I'm trying to construct co-occurrence matrix of my dataframe on Databricks using pyspark.pandas API.
I tried this method to construct the matrix. Constructing a co-occurrence matrix in python pandas
The code is working fine in pandas, but is throwing error with pyspark.pandas
coocc = psdf.T.dot(psdf)
coocc
I'm getting this error
TypeError: Unsupported type DataFrame
I checked the doc. https://spark.apache.org/docs/latest/api/python/reference/pyspark.pandas/api/pyspark.pandas.DataFrame.dot.html
pyspark.pandas.DataFrame.dot()
Takes series as input.
I tried to converting dataframe to series using psdf.squeeze()
, it does not convert dataframe to series, as my dataframe has multiple columns.
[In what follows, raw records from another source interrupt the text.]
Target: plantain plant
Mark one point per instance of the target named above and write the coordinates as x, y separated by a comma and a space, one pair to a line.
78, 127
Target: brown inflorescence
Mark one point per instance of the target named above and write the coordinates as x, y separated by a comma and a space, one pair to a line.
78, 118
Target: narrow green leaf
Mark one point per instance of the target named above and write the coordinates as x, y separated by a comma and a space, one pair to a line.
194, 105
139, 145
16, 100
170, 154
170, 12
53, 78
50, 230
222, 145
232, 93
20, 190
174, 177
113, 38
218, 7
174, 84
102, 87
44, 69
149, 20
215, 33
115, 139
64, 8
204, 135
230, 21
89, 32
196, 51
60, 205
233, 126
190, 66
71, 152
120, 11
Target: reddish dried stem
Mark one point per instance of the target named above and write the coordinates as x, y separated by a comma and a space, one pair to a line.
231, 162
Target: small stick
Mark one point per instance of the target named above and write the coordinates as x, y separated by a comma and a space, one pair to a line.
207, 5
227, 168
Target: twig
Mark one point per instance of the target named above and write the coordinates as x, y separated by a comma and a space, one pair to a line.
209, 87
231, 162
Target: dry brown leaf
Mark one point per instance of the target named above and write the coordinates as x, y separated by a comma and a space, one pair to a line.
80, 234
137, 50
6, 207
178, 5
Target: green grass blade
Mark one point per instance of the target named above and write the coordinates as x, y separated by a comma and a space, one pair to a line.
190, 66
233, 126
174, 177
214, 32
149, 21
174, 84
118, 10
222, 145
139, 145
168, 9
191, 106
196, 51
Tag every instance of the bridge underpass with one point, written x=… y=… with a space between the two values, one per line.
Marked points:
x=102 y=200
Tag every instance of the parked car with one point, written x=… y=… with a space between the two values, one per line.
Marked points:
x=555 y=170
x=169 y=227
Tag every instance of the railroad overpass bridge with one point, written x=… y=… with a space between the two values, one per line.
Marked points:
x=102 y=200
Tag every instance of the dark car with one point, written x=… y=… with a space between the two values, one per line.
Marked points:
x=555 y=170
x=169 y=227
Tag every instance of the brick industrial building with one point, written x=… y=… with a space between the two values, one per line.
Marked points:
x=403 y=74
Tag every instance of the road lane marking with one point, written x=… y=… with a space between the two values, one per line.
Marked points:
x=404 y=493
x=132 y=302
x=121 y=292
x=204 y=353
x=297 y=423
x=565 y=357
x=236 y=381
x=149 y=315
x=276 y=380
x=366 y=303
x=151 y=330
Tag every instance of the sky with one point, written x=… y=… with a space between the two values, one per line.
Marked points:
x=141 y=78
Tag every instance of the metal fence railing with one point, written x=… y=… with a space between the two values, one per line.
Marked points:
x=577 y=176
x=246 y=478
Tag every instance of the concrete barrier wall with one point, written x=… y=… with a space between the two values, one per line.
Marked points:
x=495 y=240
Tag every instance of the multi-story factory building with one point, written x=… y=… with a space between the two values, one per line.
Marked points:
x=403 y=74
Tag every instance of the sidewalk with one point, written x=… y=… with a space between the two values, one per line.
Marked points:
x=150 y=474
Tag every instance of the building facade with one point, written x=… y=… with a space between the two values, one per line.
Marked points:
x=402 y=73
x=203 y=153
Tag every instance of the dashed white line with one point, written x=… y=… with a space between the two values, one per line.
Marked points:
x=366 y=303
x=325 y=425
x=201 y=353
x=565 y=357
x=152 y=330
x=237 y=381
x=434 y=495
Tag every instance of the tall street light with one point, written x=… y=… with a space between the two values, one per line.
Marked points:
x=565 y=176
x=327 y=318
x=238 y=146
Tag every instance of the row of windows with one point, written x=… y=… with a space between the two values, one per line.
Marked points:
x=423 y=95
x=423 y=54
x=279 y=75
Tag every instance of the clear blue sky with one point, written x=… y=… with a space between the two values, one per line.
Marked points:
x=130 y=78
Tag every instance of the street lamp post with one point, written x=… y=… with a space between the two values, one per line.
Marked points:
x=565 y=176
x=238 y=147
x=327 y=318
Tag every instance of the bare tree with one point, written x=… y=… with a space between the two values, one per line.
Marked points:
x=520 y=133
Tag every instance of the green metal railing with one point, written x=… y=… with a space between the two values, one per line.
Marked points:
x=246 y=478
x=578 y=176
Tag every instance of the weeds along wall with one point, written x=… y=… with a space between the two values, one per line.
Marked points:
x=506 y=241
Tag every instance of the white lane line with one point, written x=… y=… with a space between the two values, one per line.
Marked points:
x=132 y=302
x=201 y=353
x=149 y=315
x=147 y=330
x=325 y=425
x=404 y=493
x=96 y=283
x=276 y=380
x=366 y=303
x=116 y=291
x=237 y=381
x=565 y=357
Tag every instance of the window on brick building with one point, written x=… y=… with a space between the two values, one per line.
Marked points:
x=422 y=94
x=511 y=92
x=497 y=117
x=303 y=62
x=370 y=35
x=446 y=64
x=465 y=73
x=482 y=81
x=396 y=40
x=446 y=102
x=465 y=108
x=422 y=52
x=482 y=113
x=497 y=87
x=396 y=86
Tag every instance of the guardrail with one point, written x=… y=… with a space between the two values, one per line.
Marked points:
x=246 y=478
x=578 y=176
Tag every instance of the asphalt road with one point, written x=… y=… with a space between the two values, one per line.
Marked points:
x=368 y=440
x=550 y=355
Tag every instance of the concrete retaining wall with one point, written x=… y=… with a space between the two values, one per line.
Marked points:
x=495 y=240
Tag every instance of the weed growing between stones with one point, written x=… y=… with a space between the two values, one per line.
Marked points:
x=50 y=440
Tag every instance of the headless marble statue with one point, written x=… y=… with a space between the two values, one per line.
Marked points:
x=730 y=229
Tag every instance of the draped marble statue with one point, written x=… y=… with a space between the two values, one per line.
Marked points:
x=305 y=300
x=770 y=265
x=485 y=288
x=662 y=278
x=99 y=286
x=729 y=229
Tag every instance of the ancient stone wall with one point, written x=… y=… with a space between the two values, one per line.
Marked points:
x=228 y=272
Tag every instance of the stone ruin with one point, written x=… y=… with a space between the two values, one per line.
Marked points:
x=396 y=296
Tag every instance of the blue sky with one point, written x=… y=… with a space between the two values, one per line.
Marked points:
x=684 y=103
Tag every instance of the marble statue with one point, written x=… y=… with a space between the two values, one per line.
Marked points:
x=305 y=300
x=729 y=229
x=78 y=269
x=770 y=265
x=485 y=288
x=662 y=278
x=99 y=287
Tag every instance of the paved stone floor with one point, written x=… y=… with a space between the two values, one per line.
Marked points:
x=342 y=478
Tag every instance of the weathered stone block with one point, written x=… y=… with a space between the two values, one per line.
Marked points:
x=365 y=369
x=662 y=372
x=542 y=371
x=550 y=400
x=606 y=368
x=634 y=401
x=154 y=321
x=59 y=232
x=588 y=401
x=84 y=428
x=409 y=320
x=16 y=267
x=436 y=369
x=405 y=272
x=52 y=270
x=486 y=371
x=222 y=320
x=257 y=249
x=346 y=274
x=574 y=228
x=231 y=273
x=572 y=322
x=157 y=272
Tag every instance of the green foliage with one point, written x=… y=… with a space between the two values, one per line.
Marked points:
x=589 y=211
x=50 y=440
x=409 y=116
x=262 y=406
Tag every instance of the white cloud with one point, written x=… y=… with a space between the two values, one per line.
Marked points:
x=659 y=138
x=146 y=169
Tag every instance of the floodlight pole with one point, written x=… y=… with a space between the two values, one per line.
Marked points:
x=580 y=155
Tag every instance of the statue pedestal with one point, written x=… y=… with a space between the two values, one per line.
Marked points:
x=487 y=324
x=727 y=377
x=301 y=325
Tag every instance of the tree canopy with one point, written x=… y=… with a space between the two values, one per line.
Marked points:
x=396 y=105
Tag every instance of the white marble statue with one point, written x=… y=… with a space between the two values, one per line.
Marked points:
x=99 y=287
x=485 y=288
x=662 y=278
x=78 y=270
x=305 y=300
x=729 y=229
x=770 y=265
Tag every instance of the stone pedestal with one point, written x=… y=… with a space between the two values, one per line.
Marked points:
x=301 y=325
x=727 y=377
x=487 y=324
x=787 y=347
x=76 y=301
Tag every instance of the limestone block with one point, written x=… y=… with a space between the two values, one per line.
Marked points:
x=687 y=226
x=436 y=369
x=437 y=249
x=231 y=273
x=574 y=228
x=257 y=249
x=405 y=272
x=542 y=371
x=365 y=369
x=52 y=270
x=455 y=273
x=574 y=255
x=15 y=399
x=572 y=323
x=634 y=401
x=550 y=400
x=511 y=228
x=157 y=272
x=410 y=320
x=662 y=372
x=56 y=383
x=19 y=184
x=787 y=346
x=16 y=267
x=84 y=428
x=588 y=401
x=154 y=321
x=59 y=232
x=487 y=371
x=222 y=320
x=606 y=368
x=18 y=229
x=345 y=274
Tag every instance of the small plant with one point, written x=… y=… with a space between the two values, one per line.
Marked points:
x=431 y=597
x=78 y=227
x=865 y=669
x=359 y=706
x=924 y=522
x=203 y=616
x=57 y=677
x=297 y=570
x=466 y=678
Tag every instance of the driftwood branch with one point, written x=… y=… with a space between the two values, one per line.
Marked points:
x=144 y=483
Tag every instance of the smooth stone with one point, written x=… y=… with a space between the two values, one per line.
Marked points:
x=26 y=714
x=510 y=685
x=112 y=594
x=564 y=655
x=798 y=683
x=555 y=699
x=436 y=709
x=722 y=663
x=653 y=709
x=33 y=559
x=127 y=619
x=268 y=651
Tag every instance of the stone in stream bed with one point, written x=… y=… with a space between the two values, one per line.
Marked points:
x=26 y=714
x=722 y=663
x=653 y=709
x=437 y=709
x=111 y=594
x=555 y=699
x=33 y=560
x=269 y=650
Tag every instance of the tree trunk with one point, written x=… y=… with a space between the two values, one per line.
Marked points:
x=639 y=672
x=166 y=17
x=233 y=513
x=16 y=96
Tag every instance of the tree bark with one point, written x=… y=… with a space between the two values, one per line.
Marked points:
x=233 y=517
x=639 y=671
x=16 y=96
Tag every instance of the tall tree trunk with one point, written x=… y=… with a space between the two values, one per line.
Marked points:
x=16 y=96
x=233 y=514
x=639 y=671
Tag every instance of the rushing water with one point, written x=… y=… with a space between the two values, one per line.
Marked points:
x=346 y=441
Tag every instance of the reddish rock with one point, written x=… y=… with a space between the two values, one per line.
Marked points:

Is there any way to change pyspark.pandas.Dataframe
to pyspark.pandas.Series
?
Or Different method in pyspark.pandas to construct cooccurrence matrix
CodePudding user response:
I solved it using csr_matrix
as dataframe has '1' and '0' as values
import scipy.sparse as sp
psdfx = sp.csr_matrix(psdf.astype(int).values)
psdfc = ptdfx.T * psdfx
psdfc.setdiag(0)
coocc = ps.DataFrame(psdfc.todense(), columns=psdf.columns, index=psdf.columns)
coocc